During this Christmas holiday, Mitchell Hashimoto launched Ghostty.
Upon its release, Ghostty quickly gained attention - not only because of Mitchell Hashimoto's identity (the founder of HashiCorp), but also because of the quality of Ghostty itself, which stirred the stagnant world of terminal emulators.
As a prime example of "Build in Public", Mitchell recently appeared on the Changelog podcast, a 100-minute episode where he shared many interesting stories, including insights into the birth, goals, and development process of the Ghostty project.
Here are some of the fun facts about Ghostty from the podcast:
Mitchell, the founder of HashiCorp, had been working in server-side development before leaving the company in 2023.

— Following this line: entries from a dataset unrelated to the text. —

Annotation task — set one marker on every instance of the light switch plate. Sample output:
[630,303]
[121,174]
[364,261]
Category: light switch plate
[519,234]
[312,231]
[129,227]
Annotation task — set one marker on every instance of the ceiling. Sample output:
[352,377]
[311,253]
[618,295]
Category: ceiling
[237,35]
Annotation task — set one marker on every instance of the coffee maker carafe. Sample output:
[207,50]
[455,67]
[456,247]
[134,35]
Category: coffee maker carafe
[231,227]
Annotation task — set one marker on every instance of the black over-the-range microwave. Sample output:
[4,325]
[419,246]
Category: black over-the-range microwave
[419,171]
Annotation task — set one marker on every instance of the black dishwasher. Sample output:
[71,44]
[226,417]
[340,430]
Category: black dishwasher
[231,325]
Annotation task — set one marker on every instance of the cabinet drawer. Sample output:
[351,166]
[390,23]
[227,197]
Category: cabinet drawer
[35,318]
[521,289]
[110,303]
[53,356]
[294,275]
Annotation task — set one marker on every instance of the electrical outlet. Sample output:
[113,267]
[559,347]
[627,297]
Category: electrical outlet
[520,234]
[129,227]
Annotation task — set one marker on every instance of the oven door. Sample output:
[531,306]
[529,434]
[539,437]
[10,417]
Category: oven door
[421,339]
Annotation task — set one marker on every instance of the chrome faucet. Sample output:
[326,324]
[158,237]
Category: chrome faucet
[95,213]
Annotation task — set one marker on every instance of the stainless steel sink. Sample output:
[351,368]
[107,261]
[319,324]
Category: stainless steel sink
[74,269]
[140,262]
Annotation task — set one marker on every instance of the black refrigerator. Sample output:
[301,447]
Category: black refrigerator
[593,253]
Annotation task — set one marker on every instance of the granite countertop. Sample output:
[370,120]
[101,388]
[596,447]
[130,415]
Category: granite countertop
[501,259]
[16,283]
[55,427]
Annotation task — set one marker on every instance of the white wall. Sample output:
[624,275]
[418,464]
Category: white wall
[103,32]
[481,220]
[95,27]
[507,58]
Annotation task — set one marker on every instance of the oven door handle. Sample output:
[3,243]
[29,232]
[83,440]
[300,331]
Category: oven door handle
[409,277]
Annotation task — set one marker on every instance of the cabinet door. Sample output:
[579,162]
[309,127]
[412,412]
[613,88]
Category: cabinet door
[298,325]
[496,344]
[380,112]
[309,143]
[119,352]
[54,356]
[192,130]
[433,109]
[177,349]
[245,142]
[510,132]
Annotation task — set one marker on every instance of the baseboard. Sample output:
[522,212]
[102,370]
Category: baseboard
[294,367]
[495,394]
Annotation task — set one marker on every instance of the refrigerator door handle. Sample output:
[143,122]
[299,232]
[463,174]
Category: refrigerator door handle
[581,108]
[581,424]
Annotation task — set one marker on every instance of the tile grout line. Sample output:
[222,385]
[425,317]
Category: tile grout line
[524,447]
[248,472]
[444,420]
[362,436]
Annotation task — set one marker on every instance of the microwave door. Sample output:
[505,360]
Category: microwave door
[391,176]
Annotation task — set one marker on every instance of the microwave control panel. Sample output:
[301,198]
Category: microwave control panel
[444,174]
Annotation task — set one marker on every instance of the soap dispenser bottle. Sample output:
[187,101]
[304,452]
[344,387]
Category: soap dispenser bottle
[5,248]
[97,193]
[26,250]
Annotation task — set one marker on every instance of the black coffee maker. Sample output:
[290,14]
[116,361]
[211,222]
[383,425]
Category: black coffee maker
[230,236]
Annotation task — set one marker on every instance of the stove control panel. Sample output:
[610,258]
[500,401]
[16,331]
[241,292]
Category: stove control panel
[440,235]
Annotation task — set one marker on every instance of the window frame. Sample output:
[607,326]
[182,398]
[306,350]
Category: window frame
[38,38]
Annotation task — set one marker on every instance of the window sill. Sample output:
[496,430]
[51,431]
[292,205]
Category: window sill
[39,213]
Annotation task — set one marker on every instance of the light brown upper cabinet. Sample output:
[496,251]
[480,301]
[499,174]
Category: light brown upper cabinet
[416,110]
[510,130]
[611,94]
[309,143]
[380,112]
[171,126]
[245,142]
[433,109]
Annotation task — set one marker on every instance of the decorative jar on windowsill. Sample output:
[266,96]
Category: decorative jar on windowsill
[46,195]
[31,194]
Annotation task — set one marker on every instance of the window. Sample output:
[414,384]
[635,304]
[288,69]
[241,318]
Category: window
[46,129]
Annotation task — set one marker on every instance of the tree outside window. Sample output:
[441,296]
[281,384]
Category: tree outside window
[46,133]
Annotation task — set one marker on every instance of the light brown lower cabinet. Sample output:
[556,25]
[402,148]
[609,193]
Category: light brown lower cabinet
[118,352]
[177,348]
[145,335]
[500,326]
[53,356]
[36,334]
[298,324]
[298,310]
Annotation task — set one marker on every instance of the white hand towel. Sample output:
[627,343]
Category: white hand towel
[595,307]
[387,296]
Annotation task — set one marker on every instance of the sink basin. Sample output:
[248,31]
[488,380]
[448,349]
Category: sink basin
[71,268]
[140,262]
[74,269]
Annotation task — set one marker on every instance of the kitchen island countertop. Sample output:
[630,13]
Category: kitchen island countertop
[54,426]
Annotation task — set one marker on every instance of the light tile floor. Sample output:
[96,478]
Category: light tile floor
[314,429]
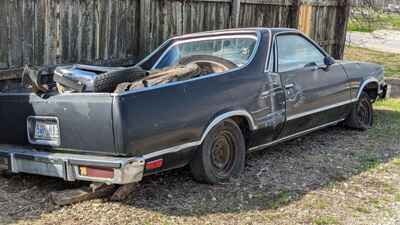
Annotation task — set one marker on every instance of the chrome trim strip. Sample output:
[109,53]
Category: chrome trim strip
[201,39]
[66,166]
[216,121]
[270,44]
[259,147]
[154,52]
[296,116]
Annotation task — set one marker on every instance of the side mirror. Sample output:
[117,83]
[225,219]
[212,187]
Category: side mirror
[328,61]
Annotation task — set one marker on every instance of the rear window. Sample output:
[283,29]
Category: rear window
[236,49]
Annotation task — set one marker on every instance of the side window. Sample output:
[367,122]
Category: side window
[295,52]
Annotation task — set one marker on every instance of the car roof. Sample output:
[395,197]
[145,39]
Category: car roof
[237,30]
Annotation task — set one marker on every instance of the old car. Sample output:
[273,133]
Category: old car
[256,87]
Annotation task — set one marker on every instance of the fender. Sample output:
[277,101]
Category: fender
[211,125]
[365,83]
[226,115]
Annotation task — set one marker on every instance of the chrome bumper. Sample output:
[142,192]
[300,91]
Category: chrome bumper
[66,166]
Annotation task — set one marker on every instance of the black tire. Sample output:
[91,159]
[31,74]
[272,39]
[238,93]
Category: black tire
[208,59]
[221,156]
[362,114]
[108,82]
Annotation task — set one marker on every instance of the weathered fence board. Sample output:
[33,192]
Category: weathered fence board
[122,31]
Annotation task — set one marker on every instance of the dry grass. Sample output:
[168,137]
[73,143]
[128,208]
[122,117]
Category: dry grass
[389,60]
[334,176]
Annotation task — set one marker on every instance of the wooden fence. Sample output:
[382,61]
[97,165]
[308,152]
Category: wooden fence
[122,31]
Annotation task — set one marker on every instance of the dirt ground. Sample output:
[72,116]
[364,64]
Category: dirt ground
[334,176]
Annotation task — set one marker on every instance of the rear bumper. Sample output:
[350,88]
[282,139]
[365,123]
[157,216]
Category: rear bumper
[66,166]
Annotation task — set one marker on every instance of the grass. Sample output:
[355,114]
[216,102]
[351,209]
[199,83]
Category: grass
[325,220]
[374,22]
[390,61]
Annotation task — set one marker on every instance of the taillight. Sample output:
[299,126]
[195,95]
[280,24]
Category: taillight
[155,164]
[99,172]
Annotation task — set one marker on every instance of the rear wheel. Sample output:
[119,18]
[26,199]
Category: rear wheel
[361,117]
[221,156]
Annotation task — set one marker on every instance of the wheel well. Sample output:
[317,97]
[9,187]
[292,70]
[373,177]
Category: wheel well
[372,90]
[244,126]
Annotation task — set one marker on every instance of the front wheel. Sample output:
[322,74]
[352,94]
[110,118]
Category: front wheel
[221,156]
[362,114]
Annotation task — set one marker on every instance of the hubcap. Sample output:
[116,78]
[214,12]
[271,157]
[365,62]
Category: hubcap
[222,154]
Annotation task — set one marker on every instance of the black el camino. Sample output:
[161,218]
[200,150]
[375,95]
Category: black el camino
[258,87]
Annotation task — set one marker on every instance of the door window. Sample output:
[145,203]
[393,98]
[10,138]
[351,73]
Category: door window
[295,52]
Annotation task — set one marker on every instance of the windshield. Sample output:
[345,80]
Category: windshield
[236,48]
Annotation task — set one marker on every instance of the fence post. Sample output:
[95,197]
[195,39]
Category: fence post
[235,13]
[341,28]
[144,27]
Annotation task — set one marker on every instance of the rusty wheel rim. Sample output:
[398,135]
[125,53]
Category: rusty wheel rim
[222,154]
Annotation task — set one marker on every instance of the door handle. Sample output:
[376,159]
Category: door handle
[288,86]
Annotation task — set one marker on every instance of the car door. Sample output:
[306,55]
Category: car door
[316,94]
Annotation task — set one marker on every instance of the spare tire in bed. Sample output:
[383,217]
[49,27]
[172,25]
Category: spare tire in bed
[84,78]
[209,63]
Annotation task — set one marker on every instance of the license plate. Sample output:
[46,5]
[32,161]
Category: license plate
[3,163]
[46,131]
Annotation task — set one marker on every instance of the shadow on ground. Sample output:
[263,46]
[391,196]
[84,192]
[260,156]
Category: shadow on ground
[273,178]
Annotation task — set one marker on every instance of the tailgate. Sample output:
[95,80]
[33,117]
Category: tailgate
[85,120]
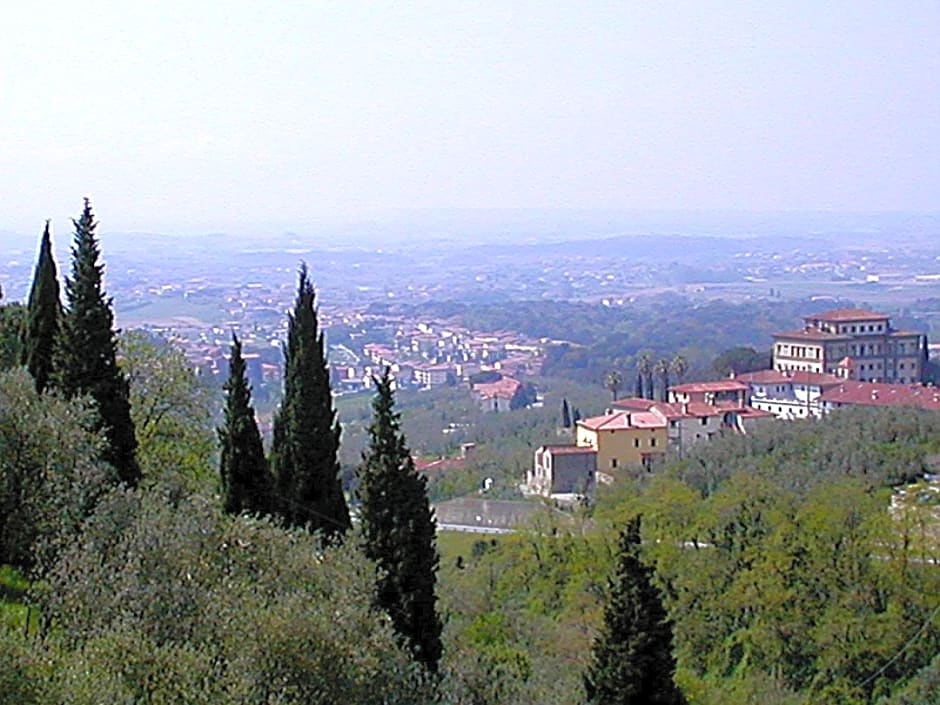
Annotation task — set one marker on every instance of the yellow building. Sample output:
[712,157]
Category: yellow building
[623,438]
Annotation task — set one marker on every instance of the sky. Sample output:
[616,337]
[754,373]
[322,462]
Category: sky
[188,117]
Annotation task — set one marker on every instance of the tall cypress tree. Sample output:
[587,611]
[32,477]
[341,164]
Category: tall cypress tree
[85,358]
[399,530]
[246,482]
[306,432]
[43,312]
[633,663]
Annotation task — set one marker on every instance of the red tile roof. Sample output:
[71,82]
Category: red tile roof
[622,420]
[634,404]
[504,388]
[840,315]
[425,464]
[568,450]
[883,394]
[813,379]
[725,385]
[811,334]
[764,377]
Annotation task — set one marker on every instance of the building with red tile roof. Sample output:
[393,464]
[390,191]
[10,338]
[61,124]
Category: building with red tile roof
[563,470]
[623,438]
[879,394]
[853,343]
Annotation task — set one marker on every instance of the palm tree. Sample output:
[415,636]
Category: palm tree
[645,368]
[613,380]
[662,371]
[680,367]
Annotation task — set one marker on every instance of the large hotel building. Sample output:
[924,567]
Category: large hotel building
[854,344]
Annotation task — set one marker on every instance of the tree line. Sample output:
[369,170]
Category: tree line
[71,354]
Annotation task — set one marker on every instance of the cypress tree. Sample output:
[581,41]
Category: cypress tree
[246,482]
[85,356]
[42,318]
[632,661]
[399,531]
[306,432]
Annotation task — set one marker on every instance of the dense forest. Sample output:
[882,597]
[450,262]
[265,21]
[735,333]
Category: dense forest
[782,568]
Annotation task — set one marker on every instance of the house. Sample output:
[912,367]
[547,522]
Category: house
[794,395]
[498,395]
[880,394]
[563,470]
[790,394]
[432,375]
[623,438]
[853,339]
[726,390]
[691,422]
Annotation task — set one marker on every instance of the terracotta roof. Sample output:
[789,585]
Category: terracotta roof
[883,394]
[817,379]
[839,315]
[622,420]
[763,377]
[568,450]
[749,412]
[426,465]
[811,334]
[697,408]
[725,385]
[504,388]
[634,404]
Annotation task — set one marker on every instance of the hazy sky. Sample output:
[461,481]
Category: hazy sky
[195,115]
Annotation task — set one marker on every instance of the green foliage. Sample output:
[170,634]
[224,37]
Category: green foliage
[881,446]
[12,324]
[306,432]
[247,485]
[171,409]
[632,656]
[49,478]
[19,672]
[43,312]
[399,531]
[86,360]
[174,601]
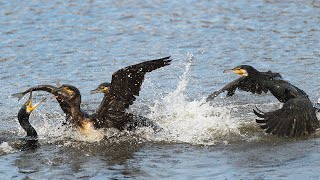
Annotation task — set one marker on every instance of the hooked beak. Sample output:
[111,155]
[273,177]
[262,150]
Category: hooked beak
[30,108]
[228,71]
[95,91]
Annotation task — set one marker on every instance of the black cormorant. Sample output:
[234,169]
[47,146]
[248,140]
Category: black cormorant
[50,89]
[23,117]
[296,118]
[124,86]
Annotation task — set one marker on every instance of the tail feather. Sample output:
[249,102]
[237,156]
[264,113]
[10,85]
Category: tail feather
[296,118]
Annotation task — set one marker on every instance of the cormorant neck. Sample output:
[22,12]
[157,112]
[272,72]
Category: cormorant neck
[23,118]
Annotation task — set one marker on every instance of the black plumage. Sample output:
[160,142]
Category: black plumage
[296,118]
[125,85]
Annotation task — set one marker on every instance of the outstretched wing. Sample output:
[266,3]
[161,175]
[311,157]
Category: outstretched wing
[296,118]
[125,85]
[50,89]
[254,85]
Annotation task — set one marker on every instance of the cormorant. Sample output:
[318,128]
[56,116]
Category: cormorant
[296,118]
[50,89]
[140,121]
[23,117]
[102,88]
[124,86]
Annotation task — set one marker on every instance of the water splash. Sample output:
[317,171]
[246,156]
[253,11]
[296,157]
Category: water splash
[6,148]
[193,122]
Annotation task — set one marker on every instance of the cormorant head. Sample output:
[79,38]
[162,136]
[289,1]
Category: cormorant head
[68,93]
[243,70]
[28,104]
[102,88]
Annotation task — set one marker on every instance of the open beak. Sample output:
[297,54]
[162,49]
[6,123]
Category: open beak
[228,71]
[31,107]
[95,91]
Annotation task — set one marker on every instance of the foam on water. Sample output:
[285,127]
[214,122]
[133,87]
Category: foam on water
[182,121]
[193,122]
[6,148]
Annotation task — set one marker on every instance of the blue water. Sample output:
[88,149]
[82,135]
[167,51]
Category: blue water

He has always loved coding, and after leaving HashiCorp, he wanted to explore something new and different from his previous work. For him, this meant working on "non-infrastructure", "non-server-side", "desktop software", which led to the creation of Ghostty.
The potential of the terminal has not been fully explored, and there are only a few terminal emulators on the market. In contrast, there are hundreds of browsers (and the number continues to grow!).
Mitchell wanted to create a terminal that was superior in every aspect.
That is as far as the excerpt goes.